The face of the terrorists is Alphard, an alluring and charismatic woman who figures prominently in Canaan’s past. Although antagonistic and pursuing an agenda, calling her a villain feels incorrect. She reminds me of some of the more personal villains from the James Bond films, matching Canaan in ability and coming from similar heritage. I don’t want to spoil too much, but the question of what she’s fighting for goes hand in hand with Canaan and feels more realistic than yet another power hungry wannabe overlord.
Entertaining as their relationship is, the twisted history of Canaan and Alphard does cause one of the low points for me. Maybe it’s just issues with the translation but I found their steadily revealed past to be confusing, a fact that only deepens when combined with Minoru’s investigation of the development of the Ua virus. While I could largely understand what was being related parts of the backstory felt convoluted or poorly linked, confusing rather than illuminating.
Although leading a large and loyal unit, the most prominent of Alphard’s subordinates is the sycophantic Liang Qi. If you’ve seen enough anime you’ve probably encountered the obsessive villain underling who loses their cool at the slightest discourtesy pointed towards their master.

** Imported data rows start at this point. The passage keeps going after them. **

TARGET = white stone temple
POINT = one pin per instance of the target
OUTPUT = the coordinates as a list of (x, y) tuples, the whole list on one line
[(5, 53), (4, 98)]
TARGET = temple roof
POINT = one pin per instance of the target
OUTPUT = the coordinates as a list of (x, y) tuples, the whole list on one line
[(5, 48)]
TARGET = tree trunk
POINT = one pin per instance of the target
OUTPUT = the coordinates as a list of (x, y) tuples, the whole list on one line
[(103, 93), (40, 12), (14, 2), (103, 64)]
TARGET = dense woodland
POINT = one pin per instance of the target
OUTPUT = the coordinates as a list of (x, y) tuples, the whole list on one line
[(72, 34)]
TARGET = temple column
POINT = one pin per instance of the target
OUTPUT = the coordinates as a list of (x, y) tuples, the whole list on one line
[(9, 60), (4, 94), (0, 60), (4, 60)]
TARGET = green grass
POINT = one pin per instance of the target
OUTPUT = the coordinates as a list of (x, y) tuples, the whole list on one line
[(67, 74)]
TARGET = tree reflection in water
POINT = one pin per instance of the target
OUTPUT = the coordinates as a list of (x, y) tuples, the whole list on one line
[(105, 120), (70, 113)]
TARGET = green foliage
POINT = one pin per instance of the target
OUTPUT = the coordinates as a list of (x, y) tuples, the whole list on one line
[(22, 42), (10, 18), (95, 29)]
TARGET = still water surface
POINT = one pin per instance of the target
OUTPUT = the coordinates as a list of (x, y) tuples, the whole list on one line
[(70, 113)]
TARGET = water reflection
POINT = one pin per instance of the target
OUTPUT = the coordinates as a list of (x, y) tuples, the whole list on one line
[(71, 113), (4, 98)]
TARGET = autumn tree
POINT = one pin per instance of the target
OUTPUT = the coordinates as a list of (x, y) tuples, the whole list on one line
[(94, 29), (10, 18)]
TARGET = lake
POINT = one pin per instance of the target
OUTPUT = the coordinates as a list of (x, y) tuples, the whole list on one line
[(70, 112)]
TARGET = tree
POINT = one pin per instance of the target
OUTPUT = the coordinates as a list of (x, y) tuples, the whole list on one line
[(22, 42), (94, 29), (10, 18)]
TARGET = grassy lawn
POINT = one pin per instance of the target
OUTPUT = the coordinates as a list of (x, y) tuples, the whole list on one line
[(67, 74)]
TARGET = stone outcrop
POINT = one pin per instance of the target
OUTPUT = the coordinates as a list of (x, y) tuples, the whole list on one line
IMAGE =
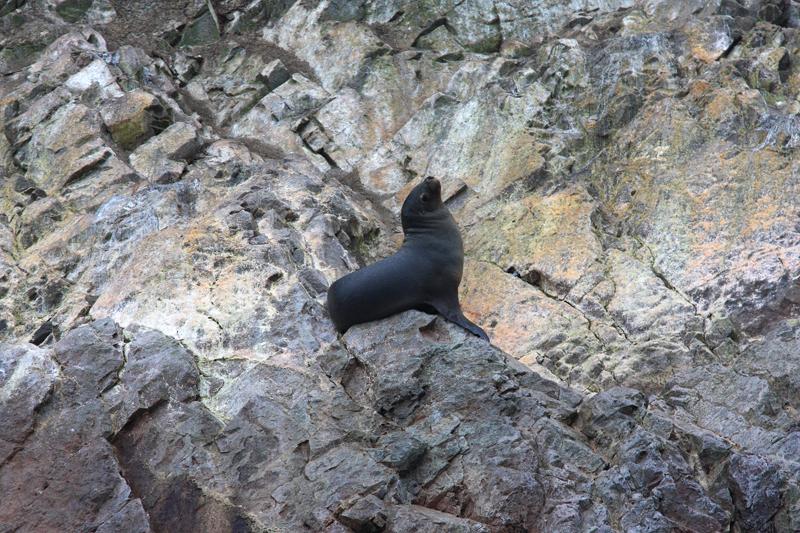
[(182, 181)]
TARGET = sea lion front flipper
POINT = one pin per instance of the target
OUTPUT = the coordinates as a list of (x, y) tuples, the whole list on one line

Liang Qi pushes that further than ever before while at the same time matching her object of obsession in feeling unexpectedly relatable. Constantly gushing about the perfection of her ‘older sister’, she carries an obsessive desire to be acknowledged by Alphard that veers into sadomasochism and swiftly removes any value she holds as a coherent operative. There are moments of dark humour where, swept up in her desire, she believes she’s acting as the pitch perfect villain Alphard will surely reward, only to fall short under the weight of her own hubris. Essentially, imagine the conflict of Megatron and Starscream only with a lot more sexual tension.
The portrayal of Liang Qi offered my second huge surprise of the show when I later discovered her voice was provided by Rie Tanaka. Often cast as sweet and supportive characters, Tanaka offers a portrayal which shows incredible range as it spirals between anger, obsession and insanity. In fact the entire cast do a great job, often offering performances I’ve never heard before in anime. Haruka Tomatsu plays Yunyun, a mild comic relief character. Like Tanaka it’s a real tour de force, offering some very unique and hilarious line reads.
The 13-episode run allows animation to remain strong, avoiding the occasionally phoned in look of longer shows. The primarily Shanghai locales come off as rich and vibrant and the skirmishes are fast and fluid. The strong visual direction seems to be inherited from director Masahiro Ando’s previous works.
Being a spin off from a Type-Moon story path, the character designs retain influence of their style. Canaan in particular bears resemblance to Fate/Stay Night’s Saber with a dash of Cagalli from Gundam SEED. Be still my beating heart.
Both English and Japanese tracks are provided but as mentioned I stuck with the latter. The option is still most welcome.
Extras are limited to clean versions of the opening and ending and trailers for three other MVM releases including Needless. Apparently the American release contained a brief compilation of the earlier episodes but that isn’t present here.
Canaan was a genuine treat to watch. The show hits all the right buttons with each episode furthering the plot and presenting characters that are genuinely likeable and avoid tired clichés. My sole complaint is that I was left wanting more of this joy. With the show itself hailing from 2009 that’s likely a pipe dream but at least there’s these 13 episodes to enjoy.